Despite our cultural reliance on the 401(k) and subsequently spawned tax-advantaged retirement plans, this system has never paid off for most workers. Boomers — the youngest of whom are already over 60 years old — have an average of just $120,300 in retirement savings this year. They expect to need nearly $1 million to retire comfortably.
But few alternatives exist. Tax-advantaged retirement accounts are the most viable way to prepare for retirement in our current environment.
“To save the cash and make investments tends to be the simplest way to go,” said Madden.
Madden acknowledges alternatives, like building and selling a business or purchasing and renting out real estate, work for some individuals. But these routes aren’t reliable for the culture at large. And we’ve seen from the inflated housing market that our decades-long obsession with turning real estate into an investment has actually rendered that option obsolete for younger generations.
“That’s great if you happen to buy a house cheaply 30 years ago,” said Madden, “but that ship’s sailed.”
Thinking broadly, a slate of policy changes could get American workers back on track for secure, comfortable retirements. Adjusting the income cap for Social Security taxes would better fund that program and help increase the payouts from public funds. Reinstating union protections could bolster workers’ ability to negotiate for employer-funded pensions. Enacting universal health care (and related supports like in-home care) would reduce the cost of living in old age. Policies that rein in the cost of housing would make saving more feasible during our working years.
Millennials and younger generations, in particular, can work toward the political and social change necessary to realize these policies and transform how Americans retire.
In the meantime, though, Madden guides her (mostly Gen X) clients toward retirement not with admonishments to tighten their belts and hit arbitrary savings targets, but with a new way to think about our relationship to work.
“It’s about reframing that retirement isn’t just before and after retirement,” she said. “It’s more of a shifting process of your life and how you work.”

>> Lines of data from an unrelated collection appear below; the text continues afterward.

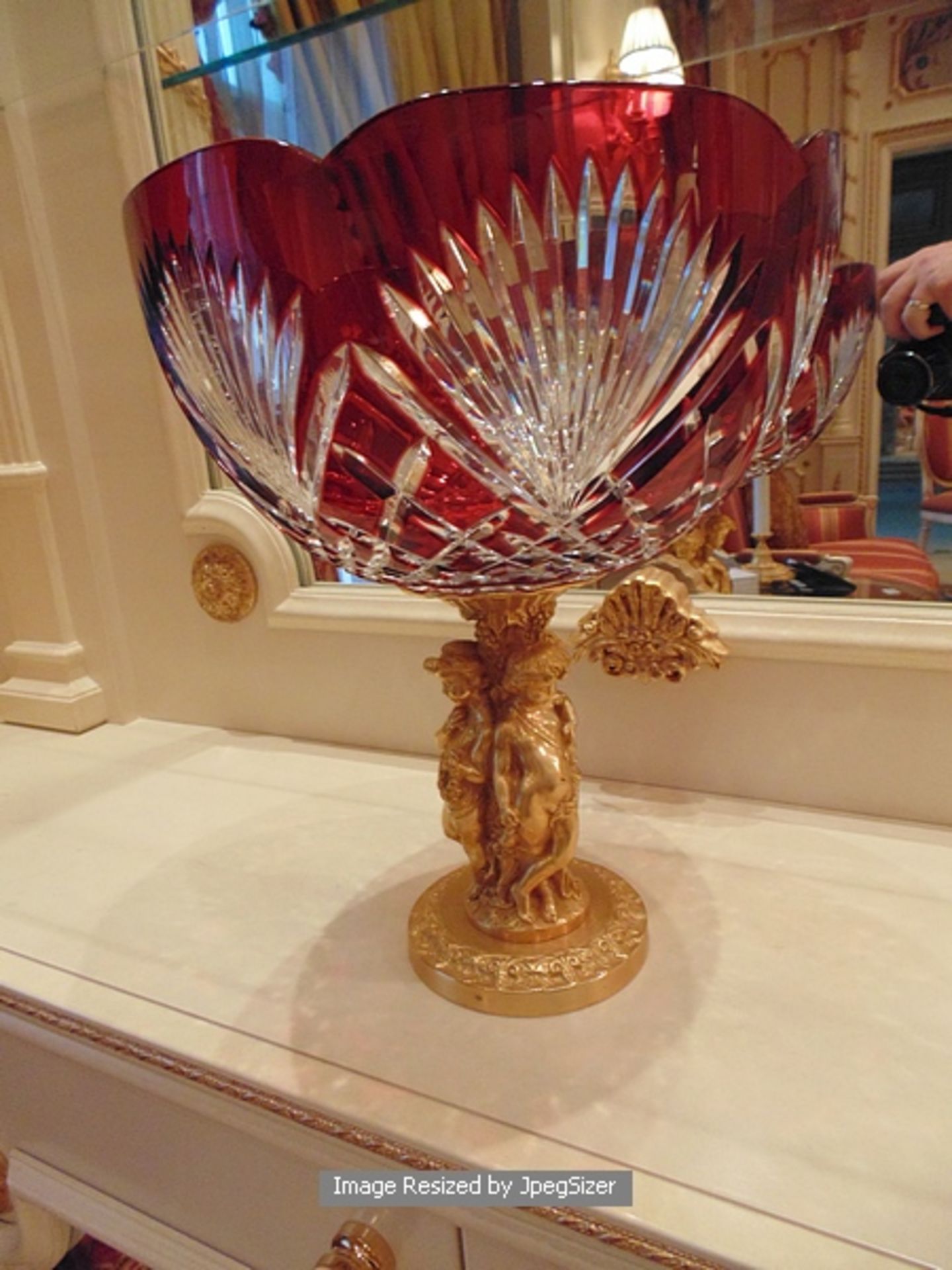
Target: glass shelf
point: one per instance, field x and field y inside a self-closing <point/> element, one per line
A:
<point x="260" y="45"/>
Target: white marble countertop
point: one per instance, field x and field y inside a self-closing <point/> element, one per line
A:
<point x="778" y="1076"/>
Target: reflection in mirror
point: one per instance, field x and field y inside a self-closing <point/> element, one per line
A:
<point x="862" y="512"/>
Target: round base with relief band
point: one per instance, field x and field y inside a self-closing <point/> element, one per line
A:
<point x="500" y="977"/>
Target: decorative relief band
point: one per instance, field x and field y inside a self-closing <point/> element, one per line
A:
<point x="668" y="1256"/>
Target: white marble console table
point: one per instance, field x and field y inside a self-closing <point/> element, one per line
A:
<point x="205" y="999"/>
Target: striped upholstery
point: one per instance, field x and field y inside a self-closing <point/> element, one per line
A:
<point x="887" y="560"/>
<point x="840" y="523"/>
<point x="846" y="519"/>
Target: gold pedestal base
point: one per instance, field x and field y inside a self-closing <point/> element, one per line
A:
<point x="499" y="977"/>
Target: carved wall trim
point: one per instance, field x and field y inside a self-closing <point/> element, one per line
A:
<point x="48" y="683"/>
<point x="223" y="513"/>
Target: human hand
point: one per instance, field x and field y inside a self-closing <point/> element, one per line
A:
<point x="909" y="287"/>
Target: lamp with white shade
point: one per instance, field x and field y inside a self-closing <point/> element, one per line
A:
<point x="649" y="52"/>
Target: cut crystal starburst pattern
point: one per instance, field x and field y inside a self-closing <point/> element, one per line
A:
<point x="507" y="338"/>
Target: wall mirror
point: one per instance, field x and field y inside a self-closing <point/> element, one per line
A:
<point x="879" y="71"/>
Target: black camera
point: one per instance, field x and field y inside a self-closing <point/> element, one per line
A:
<point x="920" y="371"/>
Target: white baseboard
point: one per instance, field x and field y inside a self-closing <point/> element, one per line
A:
<point x="48" y="687"/>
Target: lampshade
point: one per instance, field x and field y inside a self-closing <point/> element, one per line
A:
<point x="648" y="51"/>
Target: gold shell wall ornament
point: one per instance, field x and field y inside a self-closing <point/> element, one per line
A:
<point x="223" y="583"/>
<point x="648" y="628"/>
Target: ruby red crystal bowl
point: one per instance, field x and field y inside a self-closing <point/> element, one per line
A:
<point x="498" y="339"/>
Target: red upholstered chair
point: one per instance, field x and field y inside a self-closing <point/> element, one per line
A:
<point x="936" y="458"/>
<point x="837" y="524"/>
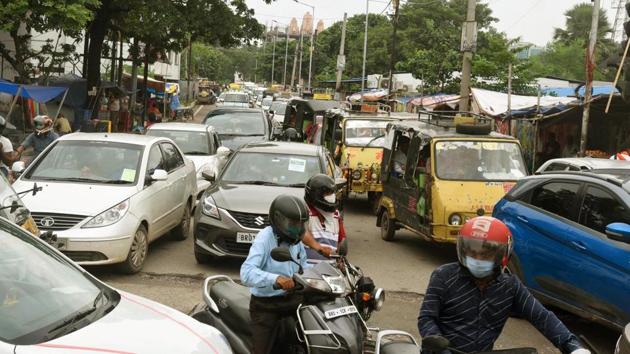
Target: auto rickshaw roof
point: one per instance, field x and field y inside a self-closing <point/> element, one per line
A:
<point x="434" y="130"/>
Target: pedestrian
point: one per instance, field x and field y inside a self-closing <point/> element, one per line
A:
<point x="469" y="302"/>
<point x="269" y="306"/>
<point x="114" y="112"/>
<point x="41" y="138"/>
<point x="325" y="226"/>
<point x="62" y="125"/>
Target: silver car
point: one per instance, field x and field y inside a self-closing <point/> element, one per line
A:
<point x="107" y="196"/>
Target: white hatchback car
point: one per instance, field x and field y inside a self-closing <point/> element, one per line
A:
<point x="50" y="305"/>
<point x="107" y="196"/>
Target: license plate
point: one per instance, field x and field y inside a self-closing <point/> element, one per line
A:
<point x="342" y="311"/>
<point x="245" y="237"/>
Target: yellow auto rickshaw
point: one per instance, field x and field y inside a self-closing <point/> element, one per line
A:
<point x="437" y="174"/>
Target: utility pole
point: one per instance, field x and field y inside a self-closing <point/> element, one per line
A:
<point x="286" y="54"/>
<point x="590" y="66"/>
<point x="469" y="41"/>
<point x="392" y="59"/>
<point x="367" y="9"/>
<point x="341" y="59"/>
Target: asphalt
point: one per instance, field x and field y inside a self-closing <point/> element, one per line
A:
<point x="402" y="267"/>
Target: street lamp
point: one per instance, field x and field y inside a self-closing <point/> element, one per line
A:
<point x="310" y="60"/>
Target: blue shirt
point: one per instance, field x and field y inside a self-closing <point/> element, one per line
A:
<point x="260" y="271"/>
<point x="472" y="320"/>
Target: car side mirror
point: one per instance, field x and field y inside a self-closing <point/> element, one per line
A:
<point x="208" y="175"/>
<point x="18" y="167"/>
<point x="159" y="175"/>
<point x="618" y="231"/>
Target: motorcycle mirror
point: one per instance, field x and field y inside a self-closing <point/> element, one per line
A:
<point x="435" y="344"/>
<point x="342" y="250"/>
<point x="281" y="254"/>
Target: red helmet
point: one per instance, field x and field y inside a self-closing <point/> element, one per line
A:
<point x="487" y="238"/>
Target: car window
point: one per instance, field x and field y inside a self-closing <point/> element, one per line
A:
<point x="559" y="198"/>
<point x="600" y="208"/>
<point x="156" y="161"/>
<point x="172" y="158"/>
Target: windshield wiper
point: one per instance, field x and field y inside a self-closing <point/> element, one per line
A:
<point x="371" y="141"/>
<point x="66" y="326"/>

The advice millennials and Gen Z hear about retirement planning still imagines we’ll live like our grandparents did: 40 years of work followed by a couple of decades of not working. Most of us won’t and don’t need to follow that model. Many of Madden’s clients plan to work full-time into their 70s or transition into part-time work once they’re eligible to draw Social Security benefits.
“Instead of saying, ‘How much do you need to save right now,’ oftentimes we’re playing with, ‘How long are you going to have to work?’” Madden said.
This shift in thinking isn’t fully satisfying — many people will continue to work full-time or part-time past retirement age purely out of financial desperation. But it might be just enough to relieve the millions of American workers who panic when they’re told how much they should have saved for retirement by now.